Post by Ben » April 13th, 2015, 7:57 am

The ghost knight effect in Young Sherlock was actually ILM's first CG effect, not Pixar, and it was supervised by Dennis Muren there.

I'm surprised you didn't know about the Genesis effect in STII...that's a pretty famous one, though this also predates Pixar so I'm surprised to see their name in the credits as they were still the Lucasfilm Computer Animation unit at the time. Maybe there was a move to change the name within the unit and it stuck?

Before Tron, The Black Hole used CG wireframe images for its opening titles, and these "grid"-like backgrounds were later repurposed for the lightcycle sequences in Tron.

Yes, the Disney and Pixar relationship goes way back to Pixar's beginnings, even before it if you consider Lasseter and Docter's training. That's why I have always felt Pixar is part and parcel of Disney (and I keep all the animated films together on my shelf), since Disney really did help them develop just as much as they contributed to the 1990s Disney films (there's a Pixar credit on all of those too).

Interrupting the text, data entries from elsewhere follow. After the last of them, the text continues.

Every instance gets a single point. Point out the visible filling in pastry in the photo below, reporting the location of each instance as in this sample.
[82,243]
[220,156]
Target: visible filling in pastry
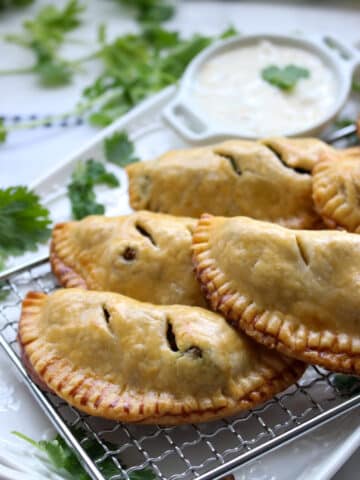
[145,255]
[117,358]
[296,291]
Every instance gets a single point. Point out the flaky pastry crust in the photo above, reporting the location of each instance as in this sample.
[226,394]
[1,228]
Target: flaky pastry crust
[144,255]
[117,358]
[268,180]
[336,191]
[295,291]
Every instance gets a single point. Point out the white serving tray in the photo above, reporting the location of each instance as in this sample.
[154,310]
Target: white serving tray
[318,454]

Renderman is Pixar's software, and it's been available to many other effects vendors for a good few years now. You'll see that logo in a great many films that haven't actually been animated by Pixar, but which use this rendering software.

Great Mouse Detective printed out the wireframes onto cels and then were ink and painted traditionally, while the same was done for the yellow cabs, Sykes' limo and Georgette's big stairs showtime finale in Oliver & Company and, surprisingly, only two shots in Mermaid (Ariel running down the stairs is the most obvious one) pretty much in the same way if more refined.

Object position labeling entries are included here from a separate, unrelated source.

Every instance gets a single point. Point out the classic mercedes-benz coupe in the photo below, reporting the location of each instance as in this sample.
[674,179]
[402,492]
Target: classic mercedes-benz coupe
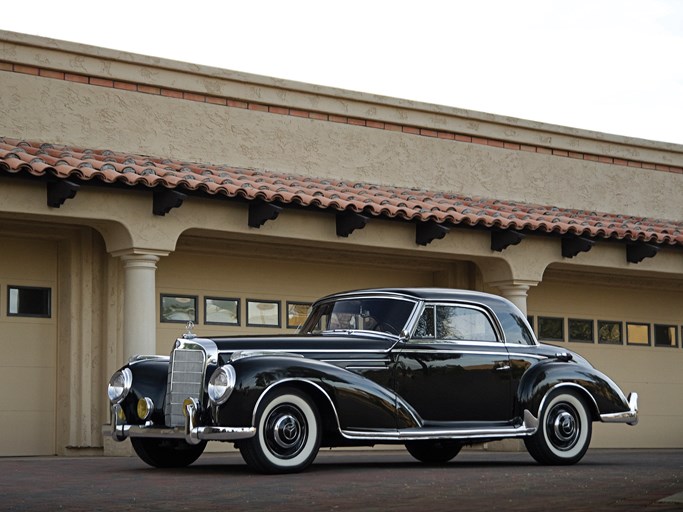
[431,369]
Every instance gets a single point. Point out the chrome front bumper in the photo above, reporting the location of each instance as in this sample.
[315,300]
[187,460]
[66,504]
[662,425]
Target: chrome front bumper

Rescuers Down Under was the first film to be completed in CAPs but output to film, so the first not to have any physical cel made, while Beauty And The Beast was the first to be stored digitally (although output to film too).

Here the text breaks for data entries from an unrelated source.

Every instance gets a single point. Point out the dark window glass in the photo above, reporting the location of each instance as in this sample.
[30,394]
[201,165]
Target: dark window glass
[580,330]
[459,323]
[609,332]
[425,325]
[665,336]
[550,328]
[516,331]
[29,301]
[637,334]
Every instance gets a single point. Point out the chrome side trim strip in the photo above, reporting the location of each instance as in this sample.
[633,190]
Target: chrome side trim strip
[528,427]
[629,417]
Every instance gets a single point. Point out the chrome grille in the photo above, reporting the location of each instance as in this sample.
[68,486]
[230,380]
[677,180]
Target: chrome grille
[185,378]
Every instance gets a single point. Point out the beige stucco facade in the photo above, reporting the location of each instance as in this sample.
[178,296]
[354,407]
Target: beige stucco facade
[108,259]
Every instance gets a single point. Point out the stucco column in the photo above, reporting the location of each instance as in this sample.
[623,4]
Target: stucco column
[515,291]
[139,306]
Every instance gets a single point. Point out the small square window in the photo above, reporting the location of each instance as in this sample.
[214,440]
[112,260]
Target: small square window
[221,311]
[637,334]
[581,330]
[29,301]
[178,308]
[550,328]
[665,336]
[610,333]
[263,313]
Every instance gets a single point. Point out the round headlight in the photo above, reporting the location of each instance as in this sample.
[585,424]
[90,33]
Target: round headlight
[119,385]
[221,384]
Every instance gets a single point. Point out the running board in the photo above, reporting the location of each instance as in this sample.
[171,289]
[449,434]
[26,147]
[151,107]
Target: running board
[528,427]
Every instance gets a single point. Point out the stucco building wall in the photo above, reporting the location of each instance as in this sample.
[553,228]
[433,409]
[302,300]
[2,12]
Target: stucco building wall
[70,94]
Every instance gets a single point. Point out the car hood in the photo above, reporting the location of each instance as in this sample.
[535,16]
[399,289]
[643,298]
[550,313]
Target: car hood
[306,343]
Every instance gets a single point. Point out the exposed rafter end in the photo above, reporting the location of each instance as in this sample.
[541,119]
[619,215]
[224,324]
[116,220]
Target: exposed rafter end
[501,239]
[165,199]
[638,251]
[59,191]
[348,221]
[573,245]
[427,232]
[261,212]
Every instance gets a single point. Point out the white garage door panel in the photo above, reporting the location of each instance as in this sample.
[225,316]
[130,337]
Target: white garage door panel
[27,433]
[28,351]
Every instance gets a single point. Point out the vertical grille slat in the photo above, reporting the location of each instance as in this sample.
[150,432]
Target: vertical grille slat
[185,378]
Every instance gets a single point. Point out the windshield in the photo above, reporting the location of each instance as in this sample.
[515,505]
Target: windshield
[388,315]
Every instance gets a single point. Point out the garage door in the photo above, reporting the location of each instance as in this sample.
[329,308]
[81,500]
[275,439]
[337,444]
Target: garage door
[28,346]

CAPs was augmented with Deep Canvas (aka CAPs 2.0) before everything went CG. When it came time for Princess/Frog and Pooh, the CAPs system had been mothballed for so long that they couldn't even read the files for the older 1990s features! To save expense, these films were completed on the same software everyone else (and DisneyToon, who were never allowed CAPs) was using: Toon Boom, created in the 1990s for all the other studios to compete with Disney.

I honestly think that there's a visual difference you can see, and it's the thing that makes those two later films feel like other studios doing the Disney thing, while being not quite Disney itself. CAPs certainly had a look, the only other film to come close to achieving it from another studio was Brad Bird's The Iron Giant, and that's because I think they had a crazy-brilliant director who really knew what he was doing.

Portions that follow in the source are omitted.